Friday morning, at 8:30 AM ET, the government releases its Non-Farm Payrolls report for September. More well-known as “the jobs report”, Non-Farm Payrolls data has the power to move mortgage rates up or down.
Unfortunately, ahead of the release, we can’t know which.
Last year, job growth more than doubled between August and September. If this year shows that same growth, California mortgage rates are expected to rocket higher.
The connection between rising jobs and rising rates is a chain reaction-type link, and is often quite tight.
Jobs are a growth engine for the U.S. economy and mortgage rates are “made” based on future expectations for the U.S. economy. In general, when the economy is improving, it draws Wall Street into “risky” investments and away from “safe” ones.
Meanwhile, mortgage-backed bonds — especially those from Fannie Mae and Freddie Mac — are considered to be among the safest investment assets available.

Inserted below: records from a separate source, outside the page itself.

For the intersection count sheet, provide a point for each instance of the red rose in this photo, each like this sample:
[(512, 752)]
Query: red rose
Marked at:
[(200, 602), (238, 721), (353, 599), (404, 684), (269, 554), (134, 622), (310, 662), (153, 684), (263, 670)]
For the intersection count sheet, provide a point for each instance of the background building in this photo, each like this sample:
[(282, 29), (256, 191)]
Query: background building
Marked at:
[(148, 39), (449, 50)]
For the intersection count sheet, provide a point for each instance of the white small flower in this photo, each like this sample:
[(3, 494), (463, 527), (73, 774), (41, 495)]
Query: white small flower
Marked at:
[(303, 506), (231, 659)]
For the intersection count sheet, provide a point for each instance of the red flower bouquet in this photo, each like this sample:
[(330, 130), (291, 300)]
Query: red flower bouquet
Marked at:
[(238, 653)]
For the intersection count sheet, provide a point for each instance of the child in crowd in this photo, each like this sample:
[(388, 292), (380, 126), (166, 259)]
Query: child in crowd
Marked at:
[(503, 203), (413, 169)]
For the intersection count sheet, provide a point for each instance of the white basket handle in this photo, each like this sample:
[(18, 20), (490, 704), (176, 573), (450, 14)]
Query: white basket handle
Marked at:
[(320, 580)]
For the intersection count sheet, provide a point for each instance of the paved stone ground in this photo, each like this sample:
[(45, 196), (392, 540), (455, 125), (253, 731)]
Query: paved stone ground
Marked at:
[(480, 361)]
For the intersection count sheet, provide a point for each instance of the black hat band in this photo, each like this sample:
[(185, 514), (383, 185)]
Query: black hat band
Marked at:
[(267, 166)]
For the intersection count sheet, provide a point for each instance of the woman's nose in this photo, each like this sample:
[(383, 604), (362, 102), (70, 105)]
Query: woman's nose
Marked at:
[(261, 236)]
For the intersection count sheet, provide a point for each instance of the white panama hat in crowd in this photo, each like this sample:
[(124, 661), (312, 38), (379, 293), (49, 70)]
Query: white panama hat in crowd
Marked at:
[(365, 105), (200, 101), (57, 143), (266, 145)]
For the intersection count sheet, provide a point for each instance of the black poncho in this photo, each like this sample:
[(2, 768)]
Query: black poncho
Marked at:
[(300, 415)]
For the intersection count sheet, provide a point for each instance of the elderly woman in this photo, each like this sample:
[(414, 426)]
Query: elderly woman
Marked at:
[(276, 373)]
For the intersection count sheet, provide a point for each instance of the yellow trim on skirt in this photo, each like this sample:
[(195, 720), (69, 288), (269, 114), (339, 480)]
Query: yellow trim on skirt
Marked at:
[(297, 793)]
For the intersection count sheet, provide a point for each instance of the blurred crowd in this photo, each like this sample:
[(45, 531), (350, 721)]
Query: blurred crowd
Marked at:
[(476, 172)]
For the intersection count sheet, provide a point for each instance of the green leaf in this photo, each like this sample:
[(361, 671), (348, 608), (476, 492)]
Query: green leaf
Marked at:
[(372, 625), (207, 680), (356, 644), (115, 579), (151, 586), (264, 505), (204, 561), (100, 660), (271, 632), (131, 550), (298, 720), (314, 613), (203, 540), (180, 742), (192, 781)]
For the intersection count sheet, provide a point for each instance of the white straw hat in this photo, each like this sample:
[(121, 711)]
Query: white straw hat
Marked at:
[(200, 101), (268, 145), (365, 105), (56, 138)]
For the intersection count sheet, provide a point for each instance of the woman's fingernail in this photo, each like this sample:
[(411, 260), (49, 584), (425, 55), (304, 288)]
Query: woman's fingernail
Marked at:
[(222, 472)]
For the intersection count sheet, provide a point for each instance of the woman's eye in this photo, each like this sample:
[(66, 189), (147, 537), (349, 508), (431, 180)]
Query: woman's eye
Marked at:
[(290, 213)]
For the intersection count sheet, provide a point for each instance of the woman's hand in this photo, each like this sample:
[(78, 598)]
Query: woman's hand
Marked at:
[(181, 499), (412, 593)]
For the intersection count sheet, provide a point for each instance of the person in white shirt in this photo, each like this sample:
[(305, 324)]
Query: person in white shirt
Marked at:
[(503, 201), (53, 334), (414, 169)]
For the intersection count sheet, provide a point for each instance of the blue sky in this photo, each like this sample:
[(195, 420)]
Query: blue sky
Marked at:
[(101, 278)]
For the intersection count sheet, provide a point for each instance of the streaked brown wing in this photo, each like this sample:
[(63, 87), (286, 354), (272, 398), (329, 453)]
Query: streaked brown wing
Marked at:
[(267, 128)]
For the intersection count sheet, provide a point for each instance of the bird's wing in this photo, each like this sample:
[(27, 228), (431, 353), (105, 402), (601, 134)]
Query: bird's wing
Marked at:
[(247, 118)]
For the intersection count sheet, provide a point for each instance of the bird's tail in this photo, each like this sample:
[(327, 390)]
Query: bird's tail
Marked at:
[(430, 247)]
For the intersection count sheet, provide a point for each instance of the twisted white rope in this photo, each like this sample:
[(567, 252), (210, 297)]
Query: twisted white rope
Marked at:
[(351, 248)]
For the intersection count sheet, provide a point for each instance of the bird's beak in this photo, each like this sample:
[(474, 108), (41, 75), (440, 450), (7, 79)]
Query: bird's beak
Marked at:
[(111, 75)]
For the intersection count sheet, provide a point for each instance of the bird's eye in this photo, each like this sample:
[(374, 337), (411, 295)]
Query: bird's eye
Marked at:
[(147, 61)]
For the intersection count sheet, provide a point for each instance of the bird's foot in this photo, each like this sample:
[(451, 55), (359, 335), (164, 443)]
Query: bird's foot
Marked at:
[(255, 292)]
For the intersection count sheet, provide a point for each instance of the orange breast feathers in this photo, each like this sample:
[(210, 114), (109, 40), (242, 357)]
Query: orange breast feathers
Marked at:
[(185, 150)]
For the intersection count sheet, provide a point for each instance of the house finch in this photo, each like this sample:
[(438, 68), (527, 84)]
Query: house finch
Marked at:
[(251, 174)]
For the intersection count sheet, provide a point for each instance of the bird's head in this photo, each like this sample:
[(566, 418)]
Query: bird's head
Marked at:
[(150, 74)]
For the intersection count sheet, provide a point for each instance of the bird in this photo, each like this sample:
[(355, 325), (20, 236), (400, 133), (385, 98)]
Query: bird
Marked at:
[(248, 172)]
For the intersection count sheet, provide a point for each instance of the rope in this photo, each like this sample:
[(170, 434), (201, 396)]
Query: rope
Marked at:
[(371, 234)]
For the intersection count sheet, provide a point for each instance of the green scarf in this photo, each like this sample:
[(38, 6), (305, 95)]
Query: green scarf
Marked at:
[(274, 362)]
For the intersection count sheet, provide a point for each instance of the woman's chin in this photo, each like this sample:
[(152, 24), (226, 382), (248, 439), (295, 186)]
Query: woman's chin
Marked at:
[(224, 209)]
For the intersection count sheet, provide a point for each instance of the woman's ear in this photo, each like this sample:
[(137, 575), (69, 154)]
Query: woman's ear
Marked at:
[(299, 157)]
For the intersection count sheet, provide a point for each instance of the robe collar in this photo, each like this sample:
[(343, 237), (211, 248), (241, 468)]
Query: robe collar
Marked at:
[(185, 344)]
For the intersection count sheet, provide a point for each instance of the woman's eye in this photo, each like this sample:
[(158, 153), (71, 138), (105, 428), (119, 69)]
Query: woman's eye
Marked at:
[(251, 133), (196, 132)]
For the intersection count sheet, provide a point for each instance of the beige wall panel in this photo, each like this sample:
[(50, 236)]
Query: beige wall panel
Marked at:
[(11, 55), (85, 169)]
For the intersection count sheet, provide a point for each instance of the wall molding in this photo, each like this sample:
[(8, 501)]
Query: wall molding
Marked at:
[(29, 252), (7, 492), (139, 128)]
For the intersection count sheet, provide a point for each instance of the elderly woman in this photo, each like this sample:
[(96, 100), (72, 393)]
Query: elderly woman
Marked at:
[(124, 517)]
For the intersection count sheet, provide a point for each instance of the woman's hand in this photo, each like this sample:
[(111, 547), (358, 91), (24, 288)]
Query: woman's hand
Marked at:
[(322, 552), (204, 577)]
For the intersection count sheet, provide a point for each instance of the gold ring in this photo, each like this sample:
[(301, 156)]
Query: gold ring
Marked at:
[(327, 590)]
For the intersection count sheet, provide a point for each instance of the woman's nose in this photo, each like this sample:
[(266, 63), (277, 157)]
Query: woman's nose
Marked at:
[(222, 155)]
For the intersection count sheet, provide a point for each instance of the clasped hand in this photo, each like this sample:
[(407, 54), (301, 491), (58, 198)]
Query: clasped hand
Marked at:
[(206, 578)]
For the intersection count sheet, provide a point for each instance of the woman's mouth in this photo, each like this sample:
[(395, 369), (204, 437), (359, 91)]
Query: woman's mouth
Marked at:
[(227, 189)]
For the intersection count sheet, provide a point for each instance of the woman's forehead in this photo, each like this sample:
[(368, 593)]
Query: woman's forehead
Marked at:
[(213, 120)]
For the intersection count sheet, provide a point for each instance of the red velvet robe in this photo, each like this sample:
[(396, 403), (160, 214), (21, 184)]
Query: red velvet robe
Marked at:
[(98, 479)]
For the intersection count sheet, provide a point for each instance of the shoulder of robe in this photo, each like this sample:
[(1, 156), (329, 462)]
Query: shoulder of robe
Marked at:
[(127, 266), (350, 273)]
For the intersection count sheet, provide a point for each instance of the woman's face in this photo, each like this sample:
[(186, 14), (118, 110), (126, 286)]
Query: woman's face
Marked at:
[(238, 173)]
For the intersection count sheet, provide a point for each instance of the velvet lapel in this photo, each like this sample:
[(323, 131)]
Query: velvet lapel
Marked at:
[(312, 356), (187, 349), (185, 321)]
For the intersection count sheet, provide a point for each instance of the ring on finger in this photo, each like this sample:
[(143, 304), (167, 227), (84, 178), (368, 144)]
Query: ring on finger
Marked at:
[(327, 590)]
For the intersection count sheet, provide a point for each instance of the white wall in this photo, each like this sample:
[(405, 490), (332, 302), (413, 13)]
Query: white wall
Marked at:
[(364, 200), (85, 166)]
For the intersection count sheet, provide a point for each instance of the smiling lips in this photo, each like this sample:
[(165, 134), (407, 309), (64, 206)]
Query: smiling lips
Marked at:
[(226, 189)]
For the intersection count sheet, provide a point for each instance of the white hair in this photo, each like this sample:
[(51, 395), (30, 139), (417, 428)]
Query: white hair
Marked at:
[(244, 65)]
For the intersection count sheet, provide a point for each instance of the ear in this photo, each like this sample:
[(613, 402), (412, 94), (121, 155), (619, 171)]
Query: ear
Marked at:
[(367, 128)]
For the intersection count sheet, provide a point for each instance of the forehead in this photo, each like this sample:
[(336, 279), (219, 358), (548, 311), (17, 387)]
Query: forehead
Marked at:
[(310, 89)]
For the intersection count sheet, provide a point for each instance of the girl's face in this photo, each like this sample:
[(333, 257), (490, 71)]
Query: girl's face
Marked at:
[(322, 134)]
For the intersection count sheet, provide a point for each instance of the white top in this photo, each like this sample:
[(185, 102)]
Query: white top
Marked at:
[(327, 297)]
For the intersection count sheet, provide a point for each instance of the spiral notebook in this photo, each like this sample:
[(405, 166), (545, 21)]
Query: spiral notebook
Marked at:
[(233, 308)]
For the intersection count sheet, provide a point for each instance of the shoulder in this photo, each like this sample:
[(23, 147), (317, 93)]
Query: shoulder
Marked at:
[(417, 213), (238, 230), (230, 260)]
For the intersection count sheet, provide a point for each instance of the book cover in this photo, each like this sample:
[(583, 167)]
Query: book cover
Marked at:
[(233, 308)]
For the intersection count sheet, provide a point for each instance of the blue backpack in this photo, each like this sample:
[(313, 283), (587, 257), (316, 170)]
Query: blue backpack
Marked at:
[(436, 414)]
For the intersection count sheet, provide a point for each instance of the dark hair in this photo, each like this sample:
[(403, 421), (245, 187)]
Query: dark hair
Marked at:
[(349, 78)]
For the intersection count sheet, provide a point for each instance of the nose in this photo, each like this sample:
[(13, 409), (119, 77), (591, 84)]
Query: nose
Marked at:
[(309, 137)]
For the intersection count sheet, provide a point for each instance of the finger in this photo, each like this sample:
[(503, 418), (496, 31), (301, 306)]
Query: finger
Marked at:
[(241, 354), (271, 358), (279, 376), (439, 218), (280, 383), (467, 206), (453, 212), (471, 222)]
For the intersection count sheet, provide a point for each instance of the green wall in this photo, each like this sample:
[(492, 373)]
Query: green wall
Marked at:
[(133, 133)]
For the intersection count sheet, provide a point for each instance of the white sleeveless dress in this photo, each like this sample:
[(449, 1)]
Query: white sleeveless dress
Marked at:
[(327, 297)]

Therefore, as the size of the U.S. workforce swells, and economic projections increase, Wall Street tends to divest itself of its mortgage bond holdings which, in turn, increases the supply of mortgage-backed bonds for sale.
With more supply, all things equal, mortgage bond prices fall and this causes mortgage rates to rise.
This is why the September jobs report is important to today’s home buyers and mortgage rate shoppers. A better-than-expected tally will result in higher mortgage rates.
In August 2012, the government reported 96,000 net new jobs created — a sharp decrease from the month prior and a figure just shy of the metric’s six-month moving average. The Unemployment Rate fell one-tenth of one percent in August to 8.1%.
For September, economists expect to see 120,000 net new jobs created, and no change in the national Unemployment Rate.